Camera drift happens when the model receives vague motion descriptions. Two precise instruction patterns solve this. Follow shot: state that the camera moves at the same speed as the subject, focal length is fixed, and the subject is always centered — this locks the spatial relationship between lens and subject. Push-in: state the start framing (full body) and end framing (face close-up) explicitly, while requiring the subject to maintain her ongoing action — this gives the model a clear trajectory from A to B. Both patterns work because they define the camera's relationship to the subject rather than describing the camera in isolation. A camera instruction without a subject reference is the single most common cause of aimless drifting.

Advanced — Timed Character Interactions

To make characters interact at a specific timestamp, combine second-level state planning with interactive-object logic. Define when the interaction happens within a specific time window: 1–3s the subject approaches the flower vendor; 4–6s (interaction point) the subject stops in front of the vendor, the vendor (interactive object) looks up and gently lifts a bouquet; 7–10s the subject takes the flowers and continues walking, the vendor returns to resting position. Within the interaction window, describe both the subject's action and the interactive object's response as a coordinated pair. Set background objects to static or slow-moving during the interaction window so the model's full attention is on the exchange.

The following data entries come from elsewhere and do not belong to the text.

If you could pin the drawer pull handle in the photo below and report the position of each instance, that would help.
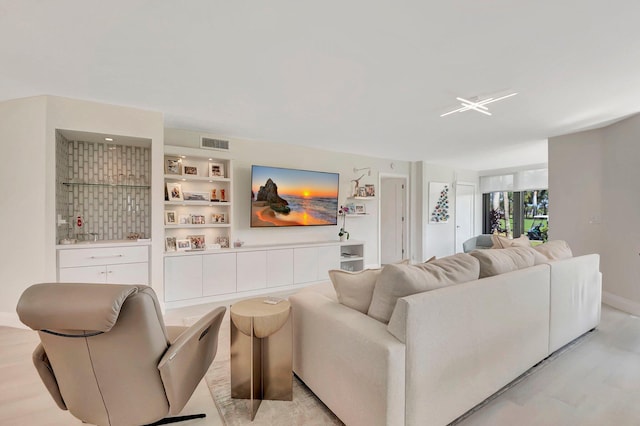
(106, 257)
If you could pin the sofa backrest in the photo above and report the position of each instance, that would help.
(465, 342)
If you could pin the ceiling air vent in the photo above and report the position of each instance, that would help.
(210, 143)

Advanced — Close-Up Shot Adaptation

The formula scales down to close-ups by shifting from macro scene direction to micro detail sculpting. The absolute subject becomes a body part: 'close-up of the woman's face.' The core action becomes micro-expressions: 'slowly blinks, corners of the mouth lift into a faint smile' instead of full-body movements. Scene boundaries require extreme weakening — 'background is bokeh blur, single-color tone, completely static' — to force all rendering resources onto the subject's facial details. Camera uses either a static close-up (fixed focal length on the face) or a very slow push-in from mid-close to extreme close-up. Lighting describes how light falls on specific facial features: 'soft side light illuminating half the face, the other half in shadow, creating mystery.' Timing controls the expression arc: 1–3s calm expression with eyes cast down; 4–6s slow head lift, eyes meet the camera; 7–10s the faintest smile appears as the camera subtly pushes in.

Examples & sources

Night Street Walker — Full Six-Dimension Prompt

A complete prompt applying all six dimensions to a moody urban scene. Each line maps to one dimension of the formula.

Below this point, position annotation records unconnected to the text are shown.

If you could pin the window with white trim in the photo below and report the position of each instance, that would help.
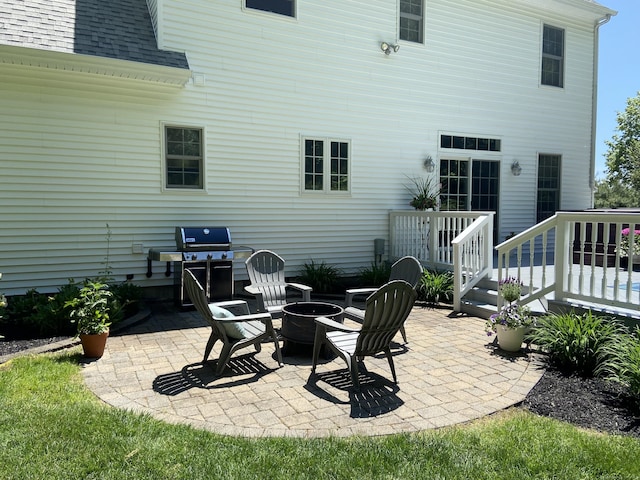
(552, 56)
(326, 165)
(548, 200)
(411, 20)
(183, 157)
(281, 7)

Subject: A woman walks left on a city street at a steady pace.
Auxiliary: She gently brushes her hair, occasionally tilts her head to glance around, feet maintaining even rhythm.
Scene: Background buildings are static. Distant pedestrians move slowly, not competing for focus. A roadside flower vendor glances up at the subject as she passes (minimal gesture).
Camera: Follow shot — camera moves left at the subject's speed, fixed focal length, subject centered.
Lighting: Warm yellow streetlights from back-left casting long shadows. Overall scene in low-saturation cool blue tones. Quiet, melancholic mood.
Timing:
  1–3s: Subject enters from right, walks left, natural arm swing.
  4–6s: Subject reaches center, brushes hair, slight head tilt.
  7–10s: Subject continues to left edge, camera follows to end.

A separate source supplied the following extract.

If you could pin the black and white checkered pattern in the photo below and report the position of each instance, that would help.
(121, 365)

Crowded Street — Multi-Person Hierarchy Prompt

Demonstrates how to handle multiple characters by establishing a clear subject hierarchy and differentiating actions.

Subject: A woman in a red dress (absolute subject) walks left through a crowded street.
Parallel actions: Other pedestrians browse flowers at a roadside stall.
Scene: Distant crowd moves slowly, not stealing camera focus. A flower vendor (interactive) looks up at the subject as she passes — minimal movement.
Camera: Follow shot locked on subject, same speed, fixed focal length, subject always centered.
Lighting: Subject lit from side-back, background lighting muted.
Timing:
  1–3s: Subject enters from right, crowd begins flowing.
  4–6s: Subject does a micro-gesture, vendor reacts with a glance.
  7–10s: Subject exits left, background maintains steady drift.

Close-Up Expression Arc — Micro-Movement Prompt

Adapts the formula for an extreme close-up, replacing body actions with facial micro-expressions.

Subject: Close-up of a woman's face.
Core micro-expression: Slowly blinks, then corners of the mouth lift into a faint smile.
Auxiliary: Slight eye redness, subtle eyelash tremor.
Scene: Background is full bokeh blur, single warm tone, completely static.
Camera: Static close-up, fixed focal length on face. Slight push-in during final segment.
Lighting: Soft side light illuminating the left half of the face; right half in gentle shadow. Mysterious, introspective mood.
Timing:
  1–3s: Calm expression, eyes cast downward.
  4–6s: Slow head lift, eyes meet the camera.
  7–10s: Faintest smile emerges, camera subtly pushes in.

Frequently asked questions

How do I prevent all characters from doing the same action in a multi-person scene?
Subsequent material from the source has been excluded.